2020 Could Be a Lose-Lose Situation for Indians Outfielder Bradley Zimmer

Casey Drottar

Earlier this year, I noted how 2020 served as a make or break season for Cleveland Indians outfielder Bradley Zimmer.

Injuries have hampered the development of Cleveland’s 2014 first-round pick, as Zimmer has only made brief appearances with the team over the past two seasons. He entered spring training hoping to stand out among the Indians’ hoard of outfielders, a tricky task considering how much rust he’s collected rehabbing from 2018 shoulder surgery.

Zimmer needs everyday at-bats in the majors, and needed to earn these despite having the deck stacked against him in February.
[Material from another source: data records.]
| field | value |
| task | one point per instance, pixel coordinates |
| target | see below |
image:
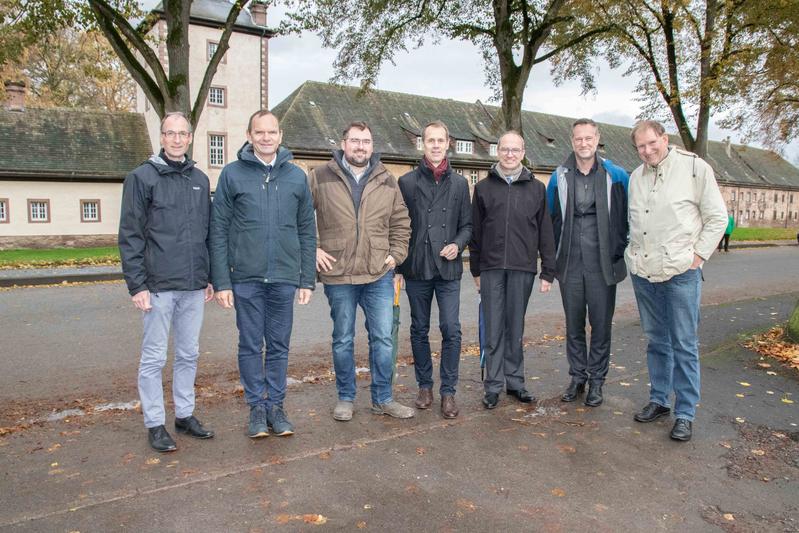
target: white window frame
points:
(216, 149)
(464, 147)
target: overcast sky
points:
(454, 69)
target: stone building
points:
(759, 186)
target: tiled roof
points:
(313, 116)
(216, 12)
(71, 143)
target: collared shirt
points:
(675, 210)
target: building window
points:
(211, 47)
(90, 210)
(217, 97)
(464, 147)
(38, 210)
(216, 150)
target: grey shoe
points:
(392, 408)
(343, 410)
(257, 427)
(276, 421)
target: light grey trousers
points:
(182, 311)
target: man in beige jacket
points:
(364, 229)
(677, 216)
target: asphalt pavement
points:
(75, 460)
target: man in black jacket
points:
(511, 228)
(587, 198)
(441, 226)
(163, 234)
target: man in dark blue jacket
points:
(441, 226)
(587, 198)
(263, 248)
(163, 233)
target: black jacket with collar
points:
(511, 226)
(440, 214)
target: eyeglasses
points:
(172, 134)
(360, 142)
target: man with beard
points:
(363, 229)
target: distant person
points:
(262, 254)
(511, 228)
(163, 244)
(588, 203)
(363, 230)
(677, 216)
(441, 225)
(725, 240)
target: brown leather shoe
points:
(424, 399)
(449, 409)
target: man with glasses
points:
(363, 229)
(262, 254)
(587, 199)
(163, 231)
(511, 228)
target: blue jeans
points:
(376, 300)
(448, 296)
(669, 313)
(264, 312)
(182, 311)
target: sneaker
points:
(392, 408)
(277, 422)
(343, 410)
(257, 427)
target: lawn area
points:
(32, 257)
(763, 234)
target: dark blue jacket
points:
(610, 188)
(262, 226)
(163, 227)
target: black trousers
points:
(587, 291)
(504, 295)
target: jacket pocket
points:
(378, 251)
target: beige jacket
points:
(359, 244)
(675, 211)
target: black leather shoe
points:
(681, 430)
(594, 396)
(522, 395)
(490, 400)
(574, 390)
(651, 412)
(160, 440)
(191, 426)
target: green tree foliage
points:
(686, 55)
(513, 35)
(767, 106)
(27, 21)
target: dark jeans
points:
(448, 297)
(504, 295)
(264, 312)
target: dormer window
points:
(464, 147)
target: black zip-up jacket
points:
(440, 214)
(511, 226)
(163, 227)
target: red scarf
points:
(437, 171)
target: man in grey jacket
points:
(163, 232)
(677, 216)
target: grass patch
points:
(48, 257)
(763, 234)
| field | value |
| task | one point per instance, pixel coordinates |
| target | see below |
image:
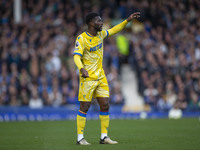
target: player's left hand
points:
(132, 16)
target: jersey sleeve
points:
(79, 47)
(104, 34)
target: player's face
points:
(98, 23)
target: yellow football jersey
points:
(91, 49)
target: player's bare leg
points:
(81, 120)
(104, 117)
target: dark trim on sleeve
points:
(78, 54)
(107, 33)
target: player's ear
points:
(91, 23)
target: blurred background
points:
(152, 66)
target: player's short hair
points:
(90, 16)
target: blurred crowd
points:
(36, 55)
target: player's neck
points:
(93, 32)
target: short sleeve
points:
(105, 34)
(79, 46)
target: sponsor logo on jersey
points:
(97, 47)
(77, 44)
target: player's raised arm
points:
(79, 64)
(120, 26)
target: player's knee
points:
(106, 107)
(84, 107)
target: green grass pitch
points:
(149, 134)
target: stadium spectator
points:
(165, 47)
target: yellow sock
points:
(104, 118)
(81, 120)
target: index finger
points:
(136, 13)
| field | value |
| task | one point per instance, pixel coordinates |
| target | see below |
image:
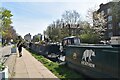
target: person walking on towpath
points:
(19, 45)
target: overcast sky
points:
(33, 16)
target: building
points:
(111, 14)
(27, 37)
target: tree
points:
(88, 35)
(71, 19)
(7, 31)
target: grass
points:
(61, 71)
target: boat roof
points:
(70, 37)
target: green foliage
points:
(8, 32)
(2, 67)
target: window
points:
(110, 34)
(110, 26)
(109, 10)
(109, 18)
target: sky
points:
(33, 16)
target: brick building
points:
(112, 17)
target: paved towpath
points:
(28, 67)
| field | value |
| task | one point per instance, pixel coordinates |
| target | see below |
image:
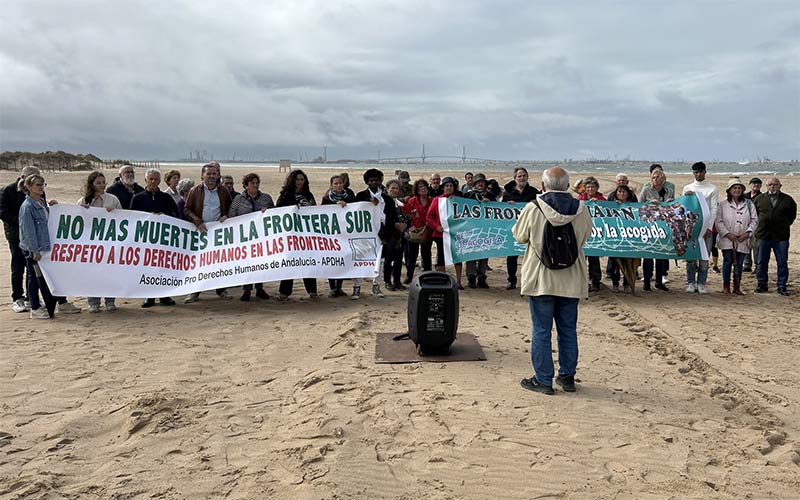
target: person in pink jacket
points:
(450, 186)
(737, 220)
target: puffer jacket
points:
(737, 219)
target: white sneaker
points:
(40, 313)
(19, 306)
(67, 308)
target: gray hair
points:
(184, 185)
(152, 171)
(29, 170)
(555, 179)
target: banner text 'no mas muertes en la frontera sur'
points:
(135, 254)
(670, 230)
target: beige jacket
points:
(536, 279)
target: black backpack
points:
(559, 245)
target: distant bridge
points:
(448, 159)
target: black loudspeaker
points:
(433, 312)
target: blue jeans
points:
(564, 310)
(732, 259)
(781, 250)
(697, 270)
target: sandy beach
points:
(679, 396)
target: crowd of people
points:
(746, 225)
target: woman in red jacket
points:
(417, 209)
(450, 186)
(592, 193)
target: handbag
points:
(418, 234)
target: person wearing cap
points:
(476, 269)
(553, 295)
(517, 191)
(591, 192)
(406, 190)
(755, 190)
(776, 213)
(450, 186)
(124, 186)
(207, 202)
(374, 194)
(11, 200)
(736, 222)
(697, 271)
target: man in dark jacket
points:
(207, 202)
(373, 178)
(517, 191)
(776, 213)
(10, 202)
(125, 187)
(154, 201)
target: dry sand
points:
(680, 396)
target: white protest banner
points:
(135, 254)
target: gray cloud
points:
(510, 79)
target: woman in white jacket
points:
(94, 195)
(736, 221)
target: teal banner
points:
(474, 230)
(643, 230)
(670, 230)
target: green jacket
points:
(774, 222)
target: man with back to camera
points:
(553, 295)
(155, 201)
(697, 271)
(776, 213)
(125, 187)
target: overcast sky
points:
(508, 79)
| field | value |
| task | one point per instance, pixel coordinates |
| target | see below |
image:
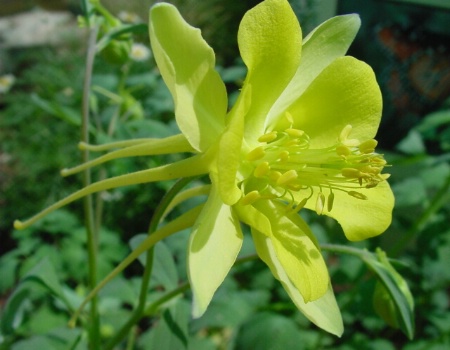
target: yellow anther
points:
(274, 175)
(256, 154)
(300, 205)
(289, 118)
(261, 170)
(294, 187)
(330, 201)
(357, 195)
(287, 177)
(345, 133)
(368, 146)
(294, 132)
(351, 173)
(320, 203)
(290, 143)
(250, 198)
(373, 170)
(372, 184)
(283, 156)
(269, 137)
(351, 142)
(342, 150)
(378, 161)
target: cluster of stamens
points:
(284, 164)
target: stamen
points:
(330, 201)
(351, 173)
(256, 154)
(345, 133)
(368, 146)
(287, 177)
(357, 195)
(289, 118)
(269, 137)
(284, 156)
(320, 203)
(261, 170)
(274, 175)
(294, 132)
(250, 198)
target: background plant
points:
(250, 310)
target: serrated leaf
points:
(13, 311)
(171, 331)
(45, 274)
(401, 299)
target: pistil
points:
(284, 163)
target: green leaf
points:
(164, 271)
(412, 144)
(171, 331)
(45, 274)
(396, 287)
(268, 331)
(13, 311)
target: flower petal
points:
(252, 217)
(270, 44)
(323, 312)
(361, 219)
(187, 64)
(346, 92)
(214, 244)
(322, 46)
(229, 155)
(299, 256)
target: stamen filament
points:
(172, 144)
(193, 166)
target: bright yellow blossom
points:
(299, 136)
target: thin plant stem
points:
(92, 239)
(138, 313)
(438, 201)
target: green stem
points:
(138, 313)
(438, 201)
(94, 328)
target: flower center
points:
(284, 166)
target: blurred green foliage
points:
(44, 272)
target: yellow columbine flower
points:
(299, 136)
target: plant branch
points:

Looking back, it’s jarring how much Zimmer’s situation has changed since then. Thanks to circumstances outside his control, the hand he’s been dealt has gotten considerably worse.

Basically, whether there’s a season or not in 2020, Zimmer appears to be stuck in a lose-lose situation.

No explanation is required for why this year would be difficult for him if MLB cancels the 2020 campaign. Zimmer’s need for playing time combined with a lack of actual baseball is a pretty cut and dry scenario.

That said, even if there is a season this summer, Zimmer’s predicament doesn’t get any less complicated.

For one, Cleveland aimed to have him start the year in the minors, optioning him down to Triple-A Columbus back in March. It wasn’t ideal, but it would at least result in Zimmer getting consistent playing time.

Now, MLB is preparing for life without the minors this summer, essentially eliminating Zimmer’s best opportunity to hit the field on a daily basis.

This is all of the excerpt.